Monday 21 November 2016

A political theatre company featuring former Coronation Street actor Julie Hesmondhalgh gave Salford University performance students an understanding of how to bring events from the news onto the stage.

Take Back Theatre, set up by Julie along with visual artist Grant Archer and writer Rebekah Harrison, held a workshop with final year students on the Performance programmes.

The theatre collective, which has performed in venues such as Manchester’s Royal Exchange Theatre, aims to explore social issues with scripts written in direct response to topical events such as Brexit, as well as issues such as immigration and benefits cuts.

Their Take Back America event held at the Manchester Comedy Store on January 23 – just after Donald Trump’s inauguration – will feature a series of pieces about his Presidential election victory.  

The group held a series of workshop sessions in which they encouraged theatre students to think of ideas for theatrical investigations responding to recent political events, as well as holding a question and answer session.

The visit took place in one of the studio spaces at the University’s £55m New Adelphi Arts Centre – which opened in September as the new home of the School of Arts and Media and also houses a 350 seat theatre with dynamic seating, professional quality TV studios and a series of high-spec performance studios.

The event was part of the Visiting Professionals Series, during which students from the programme benefit from hearing from professional actors, writers and theatre companies, and which last month featured a visit from Salford born Robert Powell, best known for playing the title role in Jesus of Nazareth.

Julie, who has starred in Margaret Edson's play WIT at The Royal Exchange and TV dramas such as Happy Valley and Cucumber as well as playing Hayley Cropper on the ITV soap, said: “Salford now is bobby dazzler – the studio space, the facilities and the people that come in.

“A lot of the performers we work with at Take Back – very well-established Manchester actors doing lots of work on TV – are Salford graduates.
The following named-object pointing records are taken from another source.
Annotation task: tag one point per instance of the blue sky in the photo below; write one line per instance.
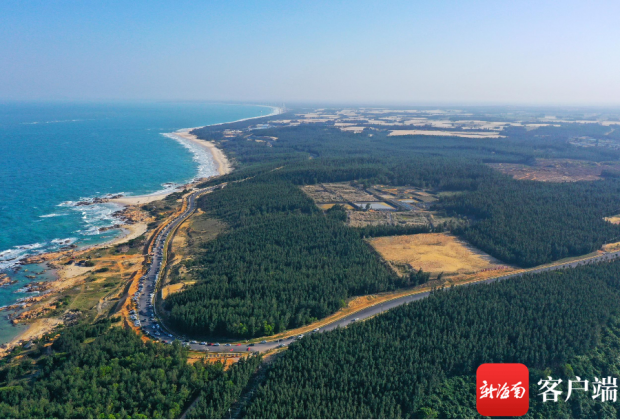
(410, 52)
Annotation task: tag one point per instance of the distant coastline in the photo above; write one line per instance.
(127, 231)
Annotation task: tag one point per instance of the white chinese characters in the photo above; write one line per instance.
(605, 389)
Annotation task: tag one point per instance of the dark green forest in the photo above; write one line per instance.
(530, 223)
(520, 222)
(285, 264)
(94, 371)
(419, 361)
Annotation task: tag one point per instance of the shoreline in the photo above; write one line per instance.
(40, 326)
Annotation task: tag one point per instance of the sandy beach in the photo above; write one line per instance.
(69, 276)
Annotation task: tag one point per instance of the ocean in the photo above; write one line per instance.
(55, 154)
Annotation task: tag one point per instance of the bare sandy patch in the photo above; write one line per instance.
(174, 288)
(435, 253)
(223, 165)
(139, 199)
(130, 232)
(37, 329)
(468, 134)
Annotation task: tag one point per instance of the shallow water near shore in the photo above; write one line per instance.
(53, 155)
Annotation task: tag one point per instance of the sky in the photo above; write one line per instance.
(385, 52)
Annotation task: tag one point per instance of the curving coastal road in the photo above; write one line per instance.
(146, 317)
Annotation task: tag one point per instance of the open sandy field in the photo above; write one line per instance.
(174, 288)
(467, 134)
(434, 253)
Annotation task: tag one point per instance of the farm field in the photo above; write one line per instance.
(435, 253)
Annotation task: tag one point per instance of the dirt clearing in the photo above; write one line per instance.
(435, 253)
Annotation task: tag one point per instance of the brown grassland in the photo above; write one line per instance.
(434, 253)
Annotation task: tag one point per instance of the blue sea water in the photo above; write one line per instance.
(54, 154)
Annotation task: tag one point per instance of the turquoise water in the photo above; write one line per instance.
(54, 154)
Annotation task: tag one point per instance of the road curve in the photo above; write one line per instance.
(146, 318)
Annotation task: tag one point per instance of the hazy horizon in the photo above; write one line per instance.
(447, 53)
They’re very good, solid actors.”

Rebekah Harrison from the group added: “There’s an amazing theatre community here in Manchester and what’s nice about Salford University is that the students get a glimpse of that and find ways in, so when they leave they can pursue that as much as they want.

“For me it was really exciting to see that the students are already very politically engaged and involved in making this kind of work – we had a short discussion with them and I was quite jealous of the ideas they were coming out with!”

Niki Woods from the University of Salford’s School of Arts and Media, said: “The event was about reminding our students that they have a political voice and that theatre can challenge complex issues by telling simple stories. Take Back Theatre encouraged the students to consider the relationship between current social and political events and theatre as a platform for inviting meaningful conversation.

“The visit was a wonderful opportunity for our final year students to talk to Julie, Becx and Grant about making passionate, important work, and it inspired them to think more about how their own final projects can move audiences to think differently.”